You are viewing a plain text version of this content. The canonical link for it is here.
Posted to user@spark.apache.org by Priya Ch <le...@gmail.com> on 2015/08/13 20:30:17 UTC

Write to cassandra...each individual statement

Hi All,

 I have a question in writing rdd to cassandra. Instead of writing entire
rdd to cassandra, i want to write individual statement into cassandra
beacuse there is a need to perform to ETL on each message ( which requires
checking with the DB).
How could i insert statements individually? Using
CassandraConnector.session ??

If so, what is the performance impact of this ? How about using
sc.parallelize() for eah message in the rdd and then insert into cassandra ?

Thanks,
Padma Ch

Re: Write to cassandra...each individual statement

Posted by Philip Weaver <ph...@gmail.com>.
So you need some state between messages in a partition.

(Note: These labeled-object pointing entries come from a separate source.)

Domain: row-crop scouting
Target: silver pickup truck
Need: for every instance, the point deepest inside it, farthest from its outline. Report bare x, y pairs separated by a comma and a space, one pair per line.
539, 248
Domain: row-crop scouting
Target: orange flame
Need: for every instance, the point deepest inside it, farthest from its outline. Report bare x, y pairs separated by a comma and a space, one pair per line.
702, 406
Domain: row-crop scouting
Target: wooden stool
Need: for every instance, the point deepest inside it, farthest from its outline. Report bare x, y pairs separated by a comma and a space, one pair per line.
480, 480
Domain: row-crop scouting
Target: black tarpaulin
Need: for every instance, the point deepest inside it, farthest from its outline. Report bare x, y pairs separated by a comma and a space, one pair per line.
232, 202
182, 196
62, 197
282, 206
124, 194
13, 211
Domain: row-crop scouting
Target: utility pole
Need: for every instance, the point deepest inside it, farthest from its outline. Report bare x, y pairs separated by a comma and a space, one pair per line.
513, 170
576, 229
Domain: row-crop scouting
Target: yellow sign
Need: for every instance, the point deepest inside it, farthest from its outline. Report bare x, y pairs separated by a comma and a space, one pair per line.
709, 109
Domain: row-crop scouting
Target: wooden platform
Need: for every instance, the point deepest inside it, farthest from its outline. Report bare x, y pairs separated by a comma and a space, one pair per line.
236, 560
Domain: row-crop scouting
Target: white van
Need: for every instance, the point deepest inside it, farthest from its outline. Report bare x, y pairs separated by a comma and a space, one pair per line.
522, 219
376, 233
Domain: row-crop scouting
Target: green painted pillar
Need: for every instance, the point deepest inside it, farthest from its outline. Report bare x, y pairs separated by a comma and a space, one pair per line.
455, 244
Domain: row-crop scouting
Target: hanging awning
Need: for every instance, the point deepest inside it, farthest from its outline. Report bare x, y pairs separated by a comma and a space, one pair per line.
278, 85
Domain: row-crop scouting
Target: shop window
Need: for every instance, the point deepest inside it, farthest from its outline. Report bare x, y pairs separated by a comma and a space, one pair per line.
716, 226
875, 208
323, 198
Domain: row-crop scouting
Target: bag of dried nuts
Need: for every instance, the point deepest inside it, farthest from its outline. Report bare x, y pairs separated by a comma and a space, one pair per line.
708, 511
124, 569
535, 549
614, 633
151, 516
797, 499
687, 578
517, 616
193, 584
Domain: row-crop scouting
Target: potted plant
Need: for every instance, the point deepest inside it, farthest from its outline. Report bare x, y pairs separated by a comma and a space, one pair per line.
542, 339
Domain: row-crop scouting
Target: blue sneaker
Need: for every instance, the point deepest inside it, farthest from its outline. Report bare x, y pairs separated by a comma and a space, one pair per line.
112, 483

You can use
mapPartitions or foreachPartition, which allow you to write code to process
an entire partition.

On Thu, Aug 13, 2015 at 11:48 AM, Priya Ch <le...@gmail.com>
wrote:

> Hi Philip,
>
>  I have the following requirement -
> I read the streams of data from various partitions of kafka topic. And
> then I union the dstreams and apply hash partitioner so messages of same
> key would go into single partition of an rdd, which is ofcourse handled by
> a single thread. This way we trying to resolve concurrency issue.
>
> Now one of the partitions of the rdd holds messages with same key. Let's
> say 1st message in the partition may correspond to ticket issuance and 2nd
> message might corresponds to update on the ticket. Now while handling 1st
> message there is different logic and 2nd message's logic depends on 1st
> message.
> Hence using rdd.foreach i am handling different logic for individual
> messages. Now bulk rdd.saveToCassandra will now work.
>
> Hope you got what i am trying to say..
>
> On Fri, Aug 14, 2015 at 12:07 AM, Philip Weaver <ph...@gmail.com>
> wrote:
>
>> All you'd need to do is *transform* the rdd before writing it, e.g.
>> using the .map function.
>>
>>
>> On Thu, Aug 13, 2015 at 11:30 AM, Priya Ch <le...@gmail.com>
>> wrote:
>>
>>> Hi All,
>>>
>>>  I have a question in writing rdd to cassandra. Instead of writing
>>> entire rdd to cassandra, i want to write individual statement into
>>> cassandra beacuse there is a need to perform to ETL on each message ( which
>>> requires checking with the DB).
>>> How could i insert statements individually? Using
>>> CassandraConnector.session ??
>>>
>>> If so, what is the performance impact of this ? How about using
>>> sc.parallelize() for eah message in the rdd and then insert into cassandra ?
>>>
>>> Thanks,
>>> Padma Ch
>>>
>>
>>
>

Re: Write to cassandra...each individual statement

Posted by Priya Ch <le...@gmail.com>.
Hi Philip,

 I have the following requirement -
I read the streams of data from various partitions of kafka topic. And then
I union the dstreams and apply hash partitioner so messages of same key
would go into single partition of an rdd, which is ofcourse handled by a
single thread. This way we trying to resolve concurrency issue.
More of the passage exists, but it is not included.